Nakaie C M, Rozov T, Manissadjian A
Unidade de Pneumologia Pediátrica, Instituto da Criança Prof. Pedro de Alcântara, Hospital das Clínicas, Faculdade de Medicina, Universidade de São Paulo.
Rev Hosp Clin Fac Med Sao Paulo. 1998 Mar-Apr;53(2):68-74.

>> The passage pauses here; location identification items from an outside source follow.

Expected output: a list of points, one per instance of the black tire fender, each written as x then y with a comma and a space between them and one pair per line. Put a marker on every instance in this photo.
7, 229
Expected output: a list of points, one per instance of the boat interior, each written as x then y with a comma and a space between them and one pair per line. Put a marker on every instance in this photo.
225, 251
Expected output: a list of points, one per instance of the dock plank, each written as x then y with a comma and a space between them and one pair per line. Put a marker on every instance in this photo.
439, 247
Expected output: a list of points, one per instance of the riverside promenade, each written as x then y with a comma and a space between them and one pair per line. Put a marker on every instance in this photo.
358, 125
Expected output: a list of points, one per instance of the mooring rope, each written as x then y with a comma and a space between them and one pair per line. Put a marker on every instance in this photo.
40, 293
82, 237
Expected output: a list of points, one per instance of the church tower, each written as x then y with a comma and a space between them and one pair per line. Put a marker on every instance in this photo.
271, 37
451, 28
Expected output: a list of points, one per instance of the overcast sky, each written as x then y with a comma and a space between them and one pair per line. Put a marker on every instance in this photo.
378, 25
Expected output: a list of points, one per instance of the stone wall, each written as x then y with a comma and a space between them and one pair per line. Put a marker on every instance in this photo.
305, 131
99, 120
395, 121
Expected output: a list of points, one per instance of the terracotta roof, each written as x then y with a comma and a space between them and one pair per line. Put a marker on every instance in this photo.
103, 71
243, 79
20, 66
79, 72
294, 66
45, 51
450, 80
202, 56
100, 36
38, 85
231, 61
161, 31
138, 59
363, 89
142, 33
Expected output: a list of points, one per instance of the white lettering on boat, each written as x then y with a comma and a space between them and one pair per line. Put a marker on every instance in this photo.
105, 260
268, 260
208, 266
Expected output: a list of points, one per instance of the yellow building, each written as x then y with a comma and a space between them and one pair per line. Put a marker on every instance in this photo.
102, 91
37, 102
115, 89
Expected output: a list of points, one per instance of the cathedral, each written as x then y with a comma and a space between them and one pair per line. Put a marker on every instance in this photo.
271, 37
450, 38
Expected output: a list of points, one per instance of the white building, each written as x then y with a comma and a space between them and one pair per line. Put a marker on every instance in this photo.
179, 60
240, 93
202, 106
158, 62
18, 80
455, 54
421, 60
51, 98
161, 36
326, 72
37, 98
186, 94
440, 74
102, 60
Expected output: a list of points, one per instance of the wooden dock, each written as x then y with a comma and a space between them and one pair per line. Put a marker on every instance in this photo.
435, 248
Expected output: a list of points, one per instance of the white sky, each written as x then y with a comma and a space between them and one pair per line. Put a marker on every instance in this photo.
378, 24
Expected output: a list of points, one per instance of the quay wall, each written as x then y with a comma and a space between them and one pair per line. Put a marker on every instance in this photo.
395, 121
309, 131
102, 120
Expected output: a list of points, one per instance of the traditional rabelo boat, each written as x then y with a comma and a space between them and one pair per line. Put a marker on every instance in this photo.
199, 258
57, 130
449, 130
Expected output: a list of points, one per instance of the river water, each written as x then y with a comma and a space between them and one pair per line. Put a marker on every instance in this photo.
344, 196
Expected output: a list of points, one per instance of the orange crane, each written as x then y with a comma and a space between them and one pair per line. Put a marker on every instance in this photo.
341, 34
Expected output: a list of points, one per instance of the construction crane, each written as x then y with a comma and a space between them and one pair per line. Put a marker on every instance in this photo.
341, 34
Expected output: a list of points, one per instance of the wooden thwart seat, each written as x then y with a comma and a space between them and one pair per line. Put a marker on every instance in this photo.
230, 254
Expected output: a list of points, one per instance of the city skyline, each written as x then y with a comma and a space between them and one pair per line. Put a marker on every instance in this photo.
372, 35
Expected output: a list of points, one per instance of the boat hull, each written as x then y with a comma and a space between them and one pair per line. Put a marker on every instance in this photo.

Fifty nine asthmatic children and adolescents, clinically stable, aged 6 to 15 years, 37 boys and 22 girls, from Instituto da Criança do Hospital das Clínicas da FMUSP, were studied from September to November, 1994. The patients were classified by the clinical score of the International Consensus for Asthma Diagnosis and Management. They performed baseline spirometry and peak expiratory flow rates (PEFR), before and after bronchodilator, and measured PEFR three times a day (6 pm, at bedtime and on waking), for one day, at home. Five PEF measurements were made serially and the best readings were considered. Variability of PFE was calculated for 24 hours, as assessed by maximal amplitude. The results were summited to statistical analysis of the Laboratorio de Informática Médica da Faculdade de Medicina da USP. The results of PEFR and it's variability were compared to spirometry, (functional score, FEV1-forced expiratory volume in the first second) and to the clinical score of the International Consensus for Asthma Diagnosis and Management. In case of disagreement between the clinical parameters, the more severe one was chosen. The clinical score classified 20.3% of our patients as mild obstruction, 49.2% as moderate and 30.5% as severely compromised. According to FEV1, 58% of patients were classified as normal while the PEFR and its variability classified as normal 76% and 71%. The PEFR and it's variability in 24 hours, correlated with the VEF1, as gold standard, showed good specificity, 91% and 76% respectively and low sensibility, 44% and 32%. It was detected a low level of agreement between FEV1, PEFR and it's variability in 24 hours, in the clinical severity classification of asthma. The results of this study showed that FEV1 and PEFR had a low level of agreement in the clinical severity classification of asthma and when they were correlated to the clinical score of the International Consensus, they both presented low sensitivity.
1994年9月至11月,对来自圣保罗大学医学院临床医院儿童研究所的59名临床症状稳定的哮喘儿童和青少年进行了研究,年龄在6至15岁之间,其中37名男孩,22名女孩。根据哮喘诊断和管理国际共识的临床评分对患者进行分类。他们在使用支气管扩张剂前后进行了基线肺功能测定和呼气峰值流速(PEFR)测定,并在家中一天内每天三次(下午6点、就寝时和醒来时)测量PEFR。连续进行五次PEF测量,并考虑最佳读数。通过最大幅度评估计算24小时内PFE的变异性。结果提交给圣保罗大学医学院医学信息实验室进行统计分析。将PEFR及其变异性的结果与肺功能测定(功能评分,FEV1-第一秒用力呼气量)以及哮喘诊断和管理国际共识的临床评分进行比较。如果临床参数之间存在分歧,则选择更严重的一项。临床评分将20.3%的患者分类为轻度阻塞,49.2%为中度,30.5%为严重受损。根据FEV1,58%的患者被分类为正常,而PEFR及其变异性将76%和71%的患者分类为正常。以FEV1作为金标准,24小时内的PEFR及其变异性与之相关,分别显示出良好的特异性,即91%和76%,但敏感性较低,分别为44%和32%。在哮喘的临床严重程度分类中,发现FEV1、PEFR及其24小时内的变异性之间的一致性水平较低。本研究结果表明,在哮喘的临床严重程度分类中,FEV1和PEFR的一致性水平较低,并且当它们与国际共识的临床评分相关时,两者均表现出低敏感性。